Note: If you don’t have buttermilk handy, it is easy to make a buttermilk substitute in a pinch. Pour a tablespoon of white vinegar in a measuring cup. Fill the same measuring cup with milk up to the one cup line. Let it stand for 5 minutes then use the amount you need.
Also Note: I have to double this when I make it. My kids take it for lunch the next day and eat it for snacks until it is gone.
Looking for another great southern recipe? Check out these Old Fashioned Tea Cakes!
Sweet Southern Cornbread
Ingredients
- 4 tbsp unsalted butter melted extra for greasing the pan
- 1 cup white whole wheat flour
- 1 cup yellow cornmeal
- 1 tbsp baking powder
- 1 tsp salt
- 2 eggs large
- 1 cup buttermilk or make your own buttermilk substitute
- cup ¼maple syrup
Instructions
- Preheat the oven to 425 degrees. Lightly grease an 8-inch square pan or 9-inch round baking pan with butter.
- In a medium mixing bowl, combine the flour, cornmeal, baking powder, and salt and whisk together until thoroughly combined.
- Break the eggs into a large measuring cup and beat them with a whisk. Add the buttermilk, maple syrup, and melted butter to the eggs and whisk until uniform.
- Add the wet mixture to the dry ingredients and stir to combine with just a few strokes. Pour the batter into the prepared pan and bake for 20-25 minutes, or until the cornbread is lightly browned, pulling away from the sides of the pan, and a cake tester or butter knife comes out clean when inserted into the center.
Jennifer says
I love reading your stories! I was raised by grandparents and make her teacakes, cornbread, etc just like hers. We ate cornbread and milk all the time!
ELIZABETH says
I wasn’t raised in the south, but come from southern stock (both sets of paternal great-grandparents were born and raised in Alabama before moving to Oklahoma where their children (my grandparents, who raised me) were born. My Grandmother made sweet cornbread, with white flour and white cornmeal, just like her mother before her did, and just like I do now. I agree that the best way to make cornbread is the way you like it, and I like it sweet (unless I’m making it for cornbread dressing, ’cause “sugar don’t belong in dressin”, I also switch to yellow cornmeal when making cornbread for dressing, just as Grandmother did.)
I do love cornbread with butter and maple syrup for breakfast, so I will be trying your recipe soon.
Patricia Rowell says
Can you use coconut milk or other non-dairy milks to make homemade buttermilk?
Cynthia Rusincovitch says
Google says you can! LOL! But I have never tried it. Let me know if it works!
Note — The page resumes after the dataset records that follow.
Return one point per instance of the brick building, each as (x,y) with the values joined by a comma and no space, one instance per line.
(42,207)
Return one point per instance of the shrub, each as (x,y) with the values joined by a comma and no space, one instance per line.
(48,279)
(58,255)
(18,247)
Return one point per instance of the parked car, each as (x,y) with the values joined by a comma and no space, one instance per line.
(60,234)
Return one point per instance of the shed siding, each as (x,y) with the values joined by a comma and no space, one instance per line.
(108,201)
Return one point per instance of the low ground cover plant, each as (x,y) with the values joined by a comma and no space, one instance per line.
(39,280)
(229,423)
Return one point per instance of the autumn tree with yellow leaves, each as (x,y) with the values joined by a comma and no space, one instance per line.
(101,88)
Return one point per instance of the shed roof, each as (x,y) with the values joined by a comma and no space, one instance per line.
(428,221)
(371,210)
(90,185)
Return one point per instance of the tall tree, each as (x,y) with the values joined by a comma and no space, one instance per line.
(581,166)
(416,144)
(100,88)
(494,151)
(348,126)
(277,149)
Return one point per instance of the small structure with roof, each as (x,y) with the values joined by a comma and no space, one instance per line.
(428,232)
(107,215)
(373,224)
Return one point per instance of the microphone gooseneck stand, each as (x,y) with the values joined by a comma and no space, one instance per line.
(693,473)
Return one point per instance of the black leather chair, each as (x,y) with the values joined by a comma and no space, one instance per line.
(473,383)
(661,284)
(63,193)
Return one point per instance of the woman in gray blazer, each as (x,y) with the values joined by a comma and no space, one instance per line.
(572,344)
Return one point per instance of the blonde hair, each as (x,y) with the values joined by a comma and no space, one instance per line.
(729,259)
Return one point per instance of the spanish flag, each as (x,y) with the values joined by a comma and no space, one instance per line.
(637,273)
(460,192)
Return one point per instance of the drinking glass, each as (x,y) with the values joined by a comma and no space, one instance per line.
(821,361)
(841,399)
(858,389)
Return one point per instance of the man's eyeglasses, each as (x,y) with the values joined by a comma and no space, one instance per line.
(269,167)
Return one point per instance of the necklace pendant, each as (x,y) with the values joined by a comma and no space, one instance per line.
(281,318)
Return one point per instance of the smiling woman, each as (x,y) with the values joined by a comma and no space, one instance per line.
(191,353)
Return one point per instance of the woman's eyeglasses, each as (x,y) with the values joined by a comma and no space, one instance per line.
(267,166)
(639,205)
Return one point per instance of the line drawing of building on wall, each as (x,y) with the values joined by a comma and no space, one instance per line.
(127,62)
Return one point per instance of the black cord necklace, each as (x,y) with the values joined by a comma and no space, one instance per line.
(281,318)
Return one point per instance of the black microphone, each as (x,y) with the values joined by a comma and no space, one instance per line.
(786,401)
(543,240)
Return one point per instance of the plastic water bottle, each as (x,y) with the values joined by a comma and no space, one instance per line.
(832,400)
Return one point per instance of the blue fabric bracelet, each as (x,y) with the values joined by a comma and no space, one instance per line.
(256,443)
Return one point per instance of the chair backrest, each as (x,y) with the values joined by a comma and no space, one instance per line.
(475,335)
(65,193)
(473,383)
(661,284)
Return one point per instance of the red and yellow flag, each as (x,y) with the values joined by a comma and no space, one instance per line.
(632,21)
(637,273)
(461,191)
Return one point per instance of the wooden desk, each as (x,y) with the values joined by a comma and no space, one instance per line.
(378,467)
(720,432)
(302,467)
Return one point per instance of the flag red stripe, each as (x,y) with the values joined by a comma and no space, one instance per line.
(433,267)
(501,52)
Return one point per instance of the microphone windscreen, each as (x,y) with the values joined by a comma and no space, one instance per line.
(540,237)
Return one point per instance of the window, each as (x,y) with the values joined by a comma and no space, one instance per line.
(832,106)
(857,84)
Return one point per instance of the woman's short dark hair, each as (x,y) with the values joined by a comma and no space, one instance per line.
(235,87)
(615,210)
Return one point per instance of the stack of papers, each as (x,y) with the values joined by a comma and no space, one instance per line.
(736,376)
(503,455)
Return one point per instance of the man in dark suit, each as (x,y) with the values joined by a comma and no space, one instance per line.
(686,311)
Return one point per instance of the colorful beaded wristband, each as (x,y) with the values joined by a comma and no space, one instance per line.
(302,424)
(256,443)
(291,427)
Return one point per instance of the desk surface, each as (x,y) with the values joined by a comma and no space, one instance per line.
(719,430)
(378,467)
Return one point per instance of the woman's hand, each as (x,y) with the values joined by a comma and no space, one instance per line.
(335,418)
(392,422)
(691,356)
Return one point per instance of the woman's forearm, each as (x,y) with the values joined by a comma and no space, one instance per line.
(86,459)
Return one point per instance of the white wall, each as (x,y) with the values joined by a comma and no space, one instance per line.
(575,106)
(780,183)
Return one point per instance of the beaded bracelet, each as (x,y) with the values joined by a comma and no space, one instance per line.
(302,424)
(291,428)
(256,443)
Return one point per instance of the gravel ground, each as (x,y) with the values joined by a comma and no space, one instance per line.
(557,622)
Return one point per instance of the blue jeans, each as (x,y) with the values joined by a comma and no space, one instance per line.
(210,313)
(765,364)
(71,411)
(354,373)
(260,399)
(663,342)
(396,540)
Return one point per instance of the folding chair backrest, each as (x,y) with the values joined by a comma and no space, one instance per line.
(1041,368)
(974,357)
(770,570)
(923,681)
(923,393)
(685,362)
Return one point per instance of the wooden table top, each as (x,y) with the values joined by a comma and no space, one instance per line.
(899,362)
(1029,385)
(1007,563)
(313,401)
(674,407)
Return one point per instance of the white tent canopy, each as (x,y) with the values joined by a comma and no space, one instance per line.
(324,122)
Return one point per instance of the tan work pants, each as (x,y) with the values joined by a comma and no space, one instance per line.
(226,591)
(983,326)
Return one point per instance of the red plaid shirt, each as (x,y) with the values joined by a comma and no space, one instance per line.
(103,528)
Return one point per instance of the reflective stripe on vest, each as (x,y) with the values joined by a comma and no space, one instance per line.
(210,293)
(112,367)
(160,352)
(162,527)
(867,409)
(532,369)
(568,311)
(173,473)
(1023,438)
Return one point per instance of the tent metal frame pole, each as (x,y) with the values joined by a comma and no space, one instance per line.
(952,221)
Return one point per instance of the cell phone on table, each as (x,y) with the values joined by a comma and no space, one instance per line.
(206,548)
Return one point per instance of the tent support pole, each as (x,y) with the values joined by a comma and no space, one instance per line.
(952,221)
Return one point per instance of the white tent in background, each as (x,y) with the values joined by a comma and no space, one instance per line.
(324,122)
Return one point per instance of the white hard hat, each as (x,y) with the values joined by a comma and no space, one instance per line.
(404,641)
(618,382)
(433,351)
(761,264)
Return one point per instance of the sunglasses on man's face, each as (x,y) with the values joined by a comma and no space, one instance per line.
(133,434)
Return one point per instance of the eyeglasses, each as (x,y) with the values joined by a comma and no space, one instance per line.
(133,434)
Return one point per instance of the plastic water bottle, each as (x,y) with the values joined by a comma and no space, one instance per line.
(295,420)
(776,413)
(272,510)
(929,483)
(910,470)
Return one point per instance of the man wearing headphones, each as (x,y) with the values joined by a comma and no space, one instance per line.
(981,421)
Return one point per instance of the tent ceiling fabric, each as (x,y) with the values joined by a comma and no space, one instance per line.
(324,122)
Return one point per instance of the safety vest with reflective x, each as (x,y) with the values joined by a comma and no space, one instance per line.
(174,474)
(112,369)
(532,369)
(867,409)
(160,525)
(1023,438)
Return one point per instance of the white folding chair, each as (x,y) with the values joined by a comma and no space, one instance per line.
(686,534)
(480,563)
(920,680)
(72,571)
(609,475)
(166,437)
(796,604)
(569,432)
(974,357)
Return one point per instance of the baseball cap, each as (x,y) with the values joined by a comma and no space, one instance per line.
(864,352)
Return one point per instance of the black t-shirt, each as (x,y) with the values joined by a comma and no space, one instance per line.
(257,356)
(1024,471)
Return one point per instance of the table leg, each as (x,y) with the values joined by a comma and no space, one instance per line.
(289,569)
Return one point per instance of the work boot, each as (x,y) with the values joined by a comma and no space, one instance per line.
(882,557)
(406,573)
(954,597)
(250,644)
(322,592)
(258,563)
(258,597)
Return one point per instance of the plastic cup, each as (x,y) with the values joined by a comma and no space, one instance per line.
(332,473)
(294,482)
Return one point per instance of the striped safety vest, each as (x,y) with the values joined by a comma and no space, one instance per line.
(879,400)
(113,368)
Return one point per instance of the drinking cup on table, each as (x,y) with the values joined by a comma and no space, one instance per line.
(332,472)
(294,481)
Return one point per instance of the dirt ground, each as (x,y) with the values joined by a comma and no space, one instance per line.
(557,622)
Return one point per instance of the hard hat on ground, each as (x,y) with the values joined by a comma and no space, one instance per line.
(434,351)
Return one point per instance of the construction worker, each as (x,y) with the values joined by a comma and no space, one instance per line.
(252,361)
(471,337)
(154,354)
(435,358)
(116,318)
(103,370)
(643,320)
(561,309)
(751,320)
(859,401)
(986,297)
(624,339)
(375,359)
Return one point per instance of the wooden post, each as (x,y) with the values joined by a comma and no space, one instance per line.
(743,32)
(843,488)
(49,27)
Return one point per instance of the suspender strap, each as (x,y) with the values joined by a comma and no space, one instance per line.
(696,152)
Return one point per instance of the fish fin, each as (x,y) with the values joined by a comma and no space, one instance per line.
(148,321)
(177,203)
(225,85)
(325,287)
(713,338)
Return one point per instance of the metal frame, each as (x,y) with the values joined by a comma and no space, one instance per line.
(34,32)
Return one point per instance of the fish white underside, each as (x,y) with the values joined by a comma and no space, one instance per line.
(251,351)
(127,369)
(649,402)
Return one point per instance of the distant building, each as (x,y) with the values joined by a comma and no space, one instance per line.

Thalia @ butter and brioche says
I love good, comforting and homely southern food! This cornbread looks so soft, moist and delicious. Definitely feeling like some now – with a lot of honey!
Jenni says
Wonderful! And I love that you say the right kind of cornbread is the one you grew up with. If everyone could just understand that food is a very personal issue and that there are very few absolutes, there wouldn’t be all those feuds about Texas chili versus Cincinnati chili or what’s the right kind of barbecue sauce.
An old boyfriend of mine learned to eat his Southern (non-sweet) cornbread broken up in a glass with buttermilk poured over. I grew up in the south but my parents were from the north and the only time I ever had cornbread was at the school cafeteria. I sorta feel like I missed out on a part of my Southern birthright!